PHOTOS Micky Hoyle PRODUCTION Sumien Brink WORDS Anelde Greeff
This modern barn on Jacobsdal wine farm in Stellenbosch is home to Koba and Cornelis Dumas and their two young sons.
At the southwestern edge of the Stellenbosch wine region, on the vine-shrouded slopes overlooking a gleaming False Bay, is a silver-grey barn. A barn filled with beautiful furniture and books and photographs and laughter. A barn that’s actually a house. And in the house lives a little boy called Pieter, and his father and mother and baby brother, Stefan, and their two dogs, Suki and Simba. Happily ever after.
Pieter’s parents, Cornelis and Koba, built the house on Jacobsdal, Cornelis’s family farm. Here the Dumas family has been living and making wine for almost 100 years. It’s a stone’s throw from Pieter’s grandparents’ house, separated by a jungle-garden where many an afternoon is spent exploring.
Unlike the house that Jack built in the popular nursery rhyme, this house was not randomly assembled. Nor does it have any stray malt, a cat that killed a rat, a priest all shaven and shorn, or a forlorn maiden who milked a cow with a crumpled horn.
The house that Pieter’s parents built was meticulously designed by longtime family friend and Cape Town-based architect Francois du Toit. His brief from Cornelis and Koba was centred on needs rather than definite ideas: lots of light, generous cooking and entertaining spaces and, above all, it needed to be practical and accessible for the constant visits from people, animals, kids and cowboys. It is Pieter’s house, too, after all.
Francois’ design philosophy is driven by an analytical approach, not a predetermined style. He borrowed extensively from his background in industrial architecture and applied similar designs and construction techniques. He also decided to keep the structure free of any ornament and decoration, letting the lush farm exterior and eclectic decor tell the story instead.
The result is an ultramodern abode, consisting of two parallel barn-like buildings – a single-storey living space and a double-storey unit housing the bedrooms and study – that are connected by a glass box. The structures comprise a series of prefabricated steel portal frames, bolted to concrete foundations and clad in corrugated Zincalume sheeting. They are a striking sight on the farm, even more so if one considers that the method and materials used resulted in reduced construction costs and time – the steel frames were literally erected on site in a few days!
The house has an abundance of enormous windows, Scandinavian larch flooring and flawless white walls. A perfect blank page for the tales that are told by the furniture and faces in and around it.
So yes, the house that Pieter’s parents built does, like Jack’s, tell the stories of people past and present, of family and friends, of love and loss.
Not that it was really planned. It just happened, like all good stories do. The furniture and fixtures are a combination of inherited, bought, restored and handmade pieces. Pieter’s family is very sentimental, and has passed on exquisite pieces from generation to generation, such as the white baby grand piano his mother started playing when she was eight, the antique cutlery from the days his great-grandfather served as a Member of Parliament, and the 12-seater Rhodesian teak table from his great-great-grandfather.

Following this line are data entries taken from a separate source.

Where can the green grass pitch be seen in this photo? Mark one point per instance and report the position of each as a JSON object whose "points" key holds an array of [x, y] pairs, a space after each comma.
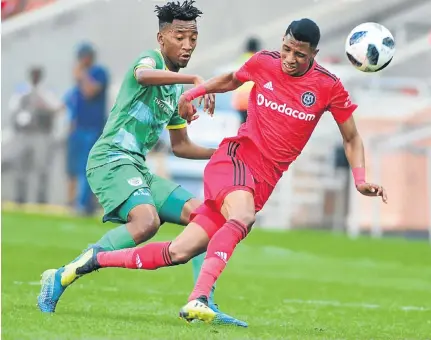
{"points": [[286, 285]]}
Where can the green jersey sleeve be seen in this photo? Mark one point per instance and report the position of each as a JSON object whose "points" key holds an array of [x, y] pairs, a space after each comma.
{"points": [[176, 122], [151, 59]]}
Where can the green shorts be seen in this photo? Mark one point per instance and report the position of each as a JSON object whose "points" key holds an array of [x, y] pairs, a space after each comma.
{"points": [[122, 185]]}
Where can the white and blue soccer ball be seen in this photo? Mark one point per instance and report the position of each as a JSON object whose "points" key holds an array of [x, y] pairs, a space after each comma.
{"points": [[370, 47]]}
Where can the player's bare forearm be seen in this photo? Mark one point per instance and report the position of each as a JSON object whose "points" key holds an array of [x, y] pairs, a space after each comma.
{"points": [[354, 149], [353, 145], [183, 147], [223, 83], [145, 76], [192, 151]]}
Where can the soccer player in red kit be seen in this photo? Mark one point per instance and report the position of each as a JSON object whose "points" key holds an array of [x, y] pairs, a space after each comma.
{"points": [[291, 92]]}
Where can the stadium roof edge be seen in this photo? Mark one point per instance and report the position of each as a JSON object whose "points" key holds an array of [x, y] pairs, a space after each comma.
{"points": [[28, 19]]}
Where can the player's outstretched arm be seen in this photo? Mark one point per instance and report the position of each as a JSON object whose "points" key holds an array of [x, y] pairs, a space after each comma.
{"points": [[148, 77], [220, 84], [354, 149], [183, 147]]}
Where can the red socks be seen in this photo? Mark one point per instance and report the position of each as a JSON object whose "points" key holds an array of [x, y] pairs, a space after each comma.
{"points": [[150, 257], [220, 249]]}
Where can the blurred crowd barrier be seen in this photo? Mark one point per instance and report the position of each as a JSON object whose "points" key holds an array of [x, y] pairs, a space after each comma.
{"points": [[10, 8]]}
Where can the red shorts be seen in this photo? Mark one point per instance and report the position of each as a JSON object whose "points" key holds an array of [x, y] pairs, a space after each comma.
{"points": [[228, 171]]}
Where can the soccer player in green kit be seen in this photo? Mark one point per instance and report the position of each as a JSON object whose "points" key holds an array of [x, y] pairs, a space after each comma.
{"points": [[116, 169]]}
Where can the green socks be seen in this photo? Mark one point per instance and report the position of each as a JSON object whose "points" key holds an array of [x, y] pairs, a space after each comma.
{"points": [[116, 239]]}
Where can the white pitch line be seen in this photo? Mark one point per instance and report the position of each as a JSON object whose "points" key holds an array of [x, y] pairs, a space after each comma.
{"points": [[333, 303], [79, 286]]}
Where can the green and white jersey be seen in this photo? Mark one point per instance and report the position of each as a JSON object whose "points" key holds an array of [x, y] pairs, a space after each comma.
{"points": [[138, 117]]}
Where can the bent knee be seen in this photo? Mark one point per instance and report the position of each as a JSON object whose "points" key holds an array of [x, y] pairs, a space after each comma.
{"points": [[144, 227], [245, 217], [189, 207]]}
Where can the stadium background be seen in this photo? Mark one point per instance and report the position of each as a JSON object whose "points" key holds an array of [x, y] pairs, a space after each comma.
{"points": [[394, 118]]}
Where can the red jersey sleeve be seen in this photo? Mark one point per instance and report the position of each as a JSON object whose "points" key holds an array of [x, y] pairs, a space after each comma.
{"points": [[340, 105], [248, 70]]}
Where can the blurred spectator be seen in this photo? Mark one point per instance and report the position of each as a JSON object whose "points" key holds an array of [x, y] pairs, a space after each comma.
{"points": [[33, 109], [87, 106], [240, 96]]}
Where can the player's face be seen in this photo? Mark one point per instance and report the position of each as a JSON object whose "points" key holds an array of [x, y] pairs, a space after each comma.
{"points": [[296, 56], [178, 41]]}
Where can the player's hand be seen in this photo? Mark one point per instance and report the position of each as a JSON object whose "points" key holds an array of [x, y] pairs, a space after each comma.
{"points": [[369, 189], [187, 110], [209, 99]]}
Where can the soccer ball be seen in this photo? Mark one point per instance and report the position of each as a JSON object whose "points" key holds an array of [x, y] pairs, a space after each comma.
{"points": [[370, 47]]}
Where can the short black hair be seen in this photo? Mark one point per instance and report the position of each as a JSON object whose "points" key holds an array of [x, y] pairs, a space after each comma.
{"points": [[305, 30], [174, 10], [253, 44]]}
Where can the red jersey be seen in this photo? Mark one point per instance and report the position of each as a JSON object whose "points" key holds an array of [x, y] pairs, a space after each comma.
{"points": [[284, 110]]}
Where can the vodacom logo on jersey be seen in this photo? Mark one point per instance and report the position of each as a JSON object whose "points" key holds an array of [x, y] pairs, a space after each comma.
{"points": [[283, 108]]}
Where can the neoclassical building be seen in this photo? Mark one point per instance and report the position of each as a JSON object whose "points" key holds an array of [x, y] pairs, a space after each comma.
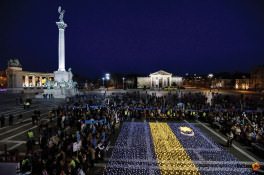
{"points": [[17, 78], [159, 79]]}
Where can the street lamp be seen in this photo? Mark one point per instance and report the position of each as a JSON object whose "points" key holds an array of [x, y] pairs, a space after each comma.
{"points": [[123, 82], [107, 77], [103, 80]]}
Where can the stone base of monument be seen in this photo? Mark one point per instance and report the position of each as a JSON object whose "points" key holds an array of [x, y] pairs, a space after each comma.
{"points": [[60, 76], [58, 93]]}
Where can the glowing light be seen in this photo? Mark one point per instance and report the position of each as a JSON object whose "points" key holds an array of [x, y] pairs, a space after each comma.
{"points": [[171, 156], [186, 131]]}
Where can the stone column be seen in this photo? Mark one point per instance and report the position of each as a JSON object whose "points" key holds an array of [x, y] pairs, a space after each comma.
{"points": [[40, 81], [33, 81], [61, 26], [26, 81]]}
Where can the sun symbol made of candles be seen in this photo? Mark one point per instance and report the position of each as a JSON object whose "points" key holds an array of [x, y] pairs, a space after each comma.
{"points": [[186, 131]]}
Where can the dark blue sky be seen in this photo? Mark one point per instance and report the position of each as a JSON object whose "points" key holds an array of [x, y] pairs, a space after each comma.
{"points": [[135, 36]]}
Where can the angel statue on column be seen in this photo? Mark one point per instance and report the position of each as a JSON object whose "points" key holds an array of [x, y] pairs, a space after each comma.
{"points": [[61, 12]]}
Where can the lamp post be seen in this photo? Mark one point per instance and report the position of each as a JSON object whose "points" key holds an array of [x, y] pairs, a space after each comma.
{"points": [[103, 80], [123, 82], [107, 77]]}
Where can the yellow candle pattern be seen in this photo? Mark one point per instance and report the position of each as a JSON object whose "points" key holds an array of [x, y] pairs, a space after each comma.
{"points": [[171, 156]]}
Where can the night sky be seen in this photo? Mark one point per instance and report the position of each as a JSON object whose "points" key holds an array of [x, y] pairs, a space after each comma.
{"points": [[134, 36]]}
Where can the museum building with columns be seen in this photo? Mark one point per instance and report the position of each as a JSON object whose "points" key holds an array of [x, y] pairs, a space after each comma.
{"points": [[17, 78], [159, 79]]}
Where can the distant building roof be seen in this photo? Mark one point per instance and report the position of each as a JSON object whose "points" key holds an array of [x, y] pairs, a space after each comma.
{"points": [[161, 72]]}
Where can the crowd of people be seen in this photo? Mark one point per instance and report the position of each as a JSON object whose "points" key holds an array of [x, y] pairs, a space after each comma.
{"points": [[78, 133], [75, 136]]}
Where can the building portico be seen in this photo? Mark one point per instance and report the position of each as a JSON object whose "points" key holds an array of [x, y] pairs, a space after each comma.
{"points": [[159, 79]]}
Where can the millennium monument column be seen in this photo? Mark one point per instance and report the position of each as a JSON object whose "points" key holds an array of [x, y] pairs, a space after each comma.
{"points": [[63, 86], [61, 75], [61, 25]]}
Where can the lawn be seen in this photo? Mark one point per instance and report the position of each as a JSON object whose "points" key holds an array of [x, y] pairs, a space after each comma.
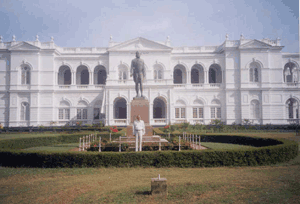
{"points": [[267, 184], [279, 183], [55, 148], [27, 135], [218, 146]]}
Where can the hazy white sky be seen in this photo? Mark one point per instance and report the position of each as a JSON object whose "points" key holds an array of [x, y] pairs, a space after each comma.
{"points": [[88, 23]]}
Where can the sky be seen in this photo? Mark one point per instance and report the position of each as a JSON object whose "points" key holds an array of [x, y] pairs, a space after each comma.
{"points": [[89, 23]]}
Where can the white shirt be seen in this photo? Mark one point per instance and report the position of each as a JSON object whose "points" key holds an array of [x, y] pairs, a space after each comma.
{"points": [[138, 125]]}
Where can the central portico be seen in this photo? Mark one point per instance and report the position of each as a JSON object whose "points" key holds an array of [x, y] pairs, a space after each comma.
{"points": [[236, 80]]}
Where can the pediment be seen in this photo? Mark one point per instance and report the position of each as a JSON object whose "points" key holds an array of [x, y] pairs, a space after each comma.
{"points": [[140, 44], [255, 44], [24, 46]]}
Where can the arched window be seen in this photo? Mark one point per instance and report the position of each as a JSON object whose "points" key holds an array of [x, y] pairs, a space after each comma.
{"points": [[123, 72], [25, 75], [197, 74], [64, 75], [215, 109], [215, 74], [120, 108], [100, 75], [180, 109], [25, 111], [198, 109], [254, 109], [292, 107], [159, 108], [254, 72], [158, 72], [97, 110], [290, 73], [64, 110], [179, 75], [82, 75], [82, 110]]}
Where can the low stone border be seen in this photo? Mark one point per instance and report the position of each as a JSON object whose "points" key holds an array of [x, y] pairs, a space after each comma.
{"points": [[272, 151]]}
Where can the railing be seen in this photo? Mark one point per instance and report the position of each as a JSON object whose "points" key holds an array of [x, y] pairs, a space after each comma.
{"points": [[82, 86], [64, 87], [293, 121], [123, 81], [215, 84], [159, 80], [99, 86], [179, 85], [197, 85], [161, 120], [292, 83], [198, 121], [180, 121], [120, 121]]}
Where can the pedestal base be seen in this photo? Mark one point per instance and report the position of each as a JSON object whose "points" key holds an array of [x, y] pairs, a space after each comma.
{"points": [[139, 106], [148, 130], [159, 186]]}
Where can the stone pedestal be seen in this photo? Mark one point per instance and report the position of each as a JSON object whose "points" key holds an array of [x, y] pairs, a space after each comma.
{"points": [[140, 106], [148, 130], [159, 186]]}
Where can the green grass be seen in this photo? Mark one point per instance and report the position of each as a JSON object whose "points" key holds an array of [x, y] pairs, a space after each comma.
{"points": [[27, 135], [278, 183], [266, 184], [55, 148], [219, 146]]}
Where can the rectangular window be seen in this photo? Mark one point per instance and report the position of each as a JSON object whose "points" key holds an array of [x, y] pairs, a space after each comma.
{"points": [[176, 112], [96, 113], [212, 112], [61, 114], [22, 112], [81, 113], [84, 114], [182, 112], [251, 74], [218, 112], [78, 113], [23, 78], [195, 113], [200, 112], [67, 114]]}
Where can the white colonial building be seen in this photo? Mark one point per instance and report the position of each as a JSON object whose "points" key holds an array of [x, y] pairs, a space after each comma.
{"points": [[43, 84]]}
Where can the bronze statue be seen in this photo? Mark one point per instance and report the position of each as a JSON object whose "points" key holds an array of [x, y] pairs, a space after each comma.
{"points": [[138, 72]]}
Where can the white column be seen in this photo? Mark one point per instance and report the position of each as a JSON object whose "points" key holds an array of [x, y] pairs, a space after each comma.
{"points": [[188, 77], [73, 78]]}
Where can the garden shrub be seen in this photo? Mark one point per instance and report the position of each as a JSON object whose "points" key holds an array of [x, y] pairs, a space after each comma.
{"points": [[157, 131], [271, 151]]}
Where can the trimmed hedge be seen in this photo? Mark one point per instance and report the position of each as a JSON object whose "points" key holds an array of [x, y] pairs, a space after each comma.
{"points": [[281, 151], [23, 143]]}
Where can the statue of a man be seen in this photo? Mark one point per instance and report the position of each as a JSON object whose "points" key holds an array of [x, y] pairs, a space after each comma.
{"points": [[138, 131], [138, 72]]}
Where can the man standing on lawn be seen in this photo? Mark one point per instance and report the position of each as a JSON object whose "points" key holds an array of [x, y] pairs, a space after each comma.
{"points": [[138, 131]]}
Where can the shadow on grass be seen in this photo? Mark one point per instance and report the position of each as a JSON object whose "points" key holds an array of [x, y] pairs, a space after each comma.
{"points": [[143, 192]]}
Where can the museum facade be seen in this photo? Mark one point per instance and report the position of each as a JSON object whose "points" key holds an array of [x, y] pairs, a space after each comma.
{"points": [[44, 84]]}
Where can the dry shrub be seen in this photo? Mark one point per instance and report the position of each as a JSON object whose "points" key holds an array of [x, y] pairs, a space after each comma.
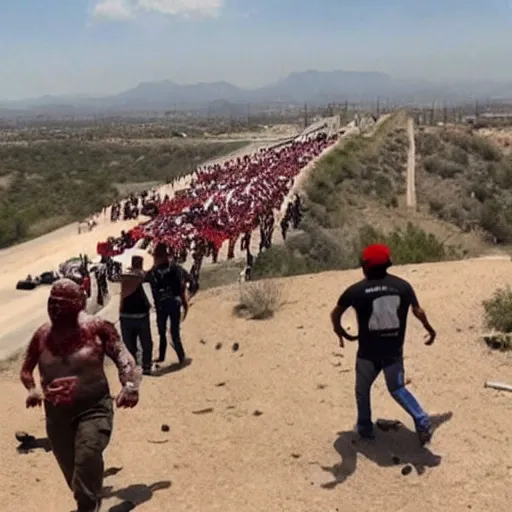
{"points": [[259, 300], [498, 310]]}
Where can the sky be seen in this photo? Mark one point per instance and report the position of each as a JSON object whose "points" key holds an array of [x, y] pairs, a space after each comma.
{"points": [[102, 47]]}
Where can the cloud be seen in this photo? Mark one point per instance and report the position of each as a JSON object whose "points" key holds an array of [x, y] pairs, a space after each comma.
{"points": [[126, 9], [113, 10]]}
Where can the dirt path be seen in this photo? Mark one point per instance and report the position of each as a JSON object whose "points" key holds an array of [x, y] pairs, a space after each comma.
{"points": [[411, 166], [22, 312], [269, 428]]}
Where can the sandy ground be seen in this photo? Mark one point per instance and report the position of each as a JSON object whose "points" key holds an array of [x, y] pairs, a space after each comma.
{"points": [[298, 453], [23, 311]]}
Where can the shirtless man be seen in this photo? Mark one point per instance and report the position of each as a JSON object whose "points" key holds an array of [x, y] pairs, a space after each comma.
{"points": [[69, 352]]}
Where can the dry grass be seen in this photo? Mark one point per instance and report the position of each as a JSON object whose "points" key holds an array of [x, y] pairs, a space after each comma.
{"points": [[498, 310], [259, 300]]}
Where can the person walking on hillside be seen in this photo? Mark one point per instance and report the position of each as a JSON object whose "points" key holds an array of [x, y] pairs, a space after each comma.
{"points": [[134, 309], [69, 352], [168, 285], [382, 303]]}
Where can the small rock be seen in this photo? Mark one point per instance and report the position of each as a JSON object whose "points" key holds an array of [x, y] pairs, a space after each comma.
{"points": [[24, 438], [407, 470], [203, 411]]}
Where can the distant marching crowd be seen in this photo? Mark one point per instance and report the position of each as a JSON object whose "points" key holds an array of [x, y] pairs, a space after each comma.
{"points": [[224, 202]]}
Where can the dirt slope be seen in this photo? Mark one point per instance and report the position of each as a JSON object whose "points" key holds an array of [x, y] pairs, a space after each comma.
{"points": [[298, 455]]}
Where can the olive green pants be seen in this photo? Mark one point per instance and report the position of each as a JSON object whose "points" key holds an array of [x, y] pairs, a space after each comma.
{"points": [[78, 439]]}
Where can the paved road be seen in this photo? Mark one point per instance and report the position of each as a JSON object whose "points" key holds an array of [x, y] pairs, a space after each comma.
{"points": [[411, 166]]}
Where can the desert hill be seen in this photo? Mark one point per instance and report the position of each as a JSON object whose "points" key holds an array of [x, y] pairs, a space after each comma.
{"points": [[269, 427]]}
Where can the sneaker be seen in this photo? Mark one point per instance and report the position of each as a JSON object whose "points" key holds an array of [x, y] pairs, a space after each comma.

It also helps that Pieter’s father is a furniture designer with a particular penchant for good-looking leather chairs. His work is scattered throughout the house but is best enjoyed while sitting next to the fireplace in the lounge, sipping a glass of pinotage, gazing through the bay window at the garden. If you’re lucky, you might spot a suikerbekkie drinking nectar from the flowers of the Cat’s Whiskers plant.
Filling the gaps and white walls is mostly left to Pieter’s mother. Between being a part-time accountant and full-time mother, Koba carefully curates the bounty of her smart shopping trips alongside heirlooms, and Pieter and Stefan’s toys. She says it’s a work in progress. An evolution. Like building a peculiar puzzle, where no piece has a definite place and no-one knows what the final picture will look like.
The picture at this stage is breathtaking. Light, airy rooms where the decor is a perfect blend of country chic, Scandinavian simplicity and non-hipster retro. It’s one of those homes where you instantly feel welcome.